The House on Monday voted to bar federal employees from downloading the video-sharing app TikTok on government-issued devices as part of a $741 billion defense policy bill.
The vote: Lawmakers voted 336-71 to pass the proposal, offered by Rep. Ken Buck (R-Colo.), as part of a package of bipartisan amendments to the National Defense Authorization Act. The prohibition would extend to members of Congress and congressional staff.
The background: National security concerns about TikTok, owned by Chinese tech giant ByteDance, have picked up steam amid fears that U.S. users’ personal information could fall into the hands of government officials in Beijing. TikTok has said it has never handed over user data to the Chinese government, and that it would not do so if asked.
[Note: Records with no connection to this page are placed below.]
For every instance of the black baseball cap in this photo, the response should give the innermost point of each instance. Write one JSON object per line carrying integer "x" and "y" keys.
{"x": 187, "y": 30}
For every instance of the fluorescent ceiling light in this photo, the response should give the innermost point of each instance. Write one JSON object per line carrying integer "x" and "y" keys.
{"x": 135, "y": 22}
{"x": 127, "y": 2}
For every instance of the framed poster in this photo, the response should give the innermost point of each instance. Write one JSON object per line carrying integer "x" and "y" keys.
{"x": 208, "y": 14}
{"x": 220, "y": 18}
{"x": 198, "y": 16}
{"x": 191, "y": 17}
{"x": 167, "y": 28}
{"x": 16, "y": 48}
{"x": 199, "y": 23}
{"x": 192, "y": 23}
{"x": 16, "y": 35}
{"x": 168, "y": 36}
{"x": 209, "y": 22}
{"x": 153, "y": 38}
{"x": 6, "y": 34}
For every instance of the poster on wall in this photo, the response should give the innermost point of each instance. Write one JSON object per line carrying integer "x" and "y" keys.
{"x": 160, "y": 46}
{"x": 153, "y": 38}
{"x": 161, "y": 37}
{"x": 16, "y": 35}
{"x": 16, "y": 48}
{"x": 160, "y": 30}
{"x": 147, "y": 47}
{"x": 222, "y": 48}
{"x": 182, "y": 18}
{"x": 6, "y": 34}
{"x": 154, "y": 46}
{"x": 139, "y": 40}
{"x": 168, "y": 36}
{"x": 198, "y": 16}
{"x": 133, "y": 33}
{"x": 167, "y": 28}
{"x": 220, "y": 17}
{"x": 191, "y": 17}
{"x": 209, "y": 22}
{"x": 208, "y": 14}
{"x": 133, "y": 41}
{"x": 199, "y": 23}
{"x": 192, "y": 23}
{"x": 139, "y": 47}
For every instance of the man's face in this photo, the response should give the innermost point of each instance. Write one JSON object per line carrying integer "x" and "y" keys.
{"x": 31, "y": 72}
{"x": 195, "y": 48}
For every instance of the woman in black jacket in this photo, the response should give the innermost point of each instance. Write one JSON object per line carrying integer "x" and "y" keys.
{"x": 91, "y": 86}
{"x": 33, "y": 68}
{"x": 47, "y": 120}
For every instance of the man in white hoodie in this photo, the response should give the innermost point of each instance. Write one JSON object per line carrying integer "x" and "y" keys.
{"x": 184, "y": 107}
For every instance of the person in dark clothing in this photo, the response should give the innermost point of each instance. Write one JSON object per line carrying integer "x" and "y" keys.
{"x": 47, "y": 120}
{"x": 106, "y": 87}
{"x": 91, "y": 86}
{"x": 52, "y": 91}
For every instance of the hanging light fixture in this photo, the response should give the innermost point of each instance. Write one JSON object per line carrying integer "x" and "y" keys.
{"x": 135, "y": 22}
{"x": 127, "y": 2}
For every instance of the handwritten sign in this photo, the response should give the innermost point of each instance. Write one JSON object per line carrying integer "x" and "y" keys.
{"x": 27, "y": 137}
But the assurances have done little to assuage its critics on Capitol Hill and across Washington, who are now pushing for more sweeping action against the platform.
Buck called TikTok a “serious national security threat” during a floor speech Monday before the vote and said the data the company collects from U.S. consumers “could be used in a cyberattack against our republic” if shared with Chinese government officials.
What’s next: The House is expected to pass its version of the NDAA on Tuesday. The Senate will probably pass its bill later this week. The two chambers will then hammer out their differences in a joint conference committee.
Elsewhere in Washington: Calls to crack down on the social network are gaining momentum. The Senate Homeland Security and Governmental Affairs Committee on Wednesday is slated to consider legislation from Sens. Josh Hawley (R-Mo.) and Rick Scott (R-Fla.), S. 3455 (116), that mirrors the Buck-led NDAA amendment to ban TikTok use on federal devices. With passage in the House and a committee vote set for the Senate, the prohibition could soon become law in the U.S.
Top officials in the Trump administration, meanwhile, have said they’re considering a broader ban on TikTok and other Chinese-linked apps, and that action may be imminent. Secretary of State Mike Pompeo first revealed those discussions, telling Fox News: “We’re certainly looking at it.” And White House chief of staff Mark Meadows recently said the administration is weighing action against the app, adding that the move is expected to drop within “weeks, not months.”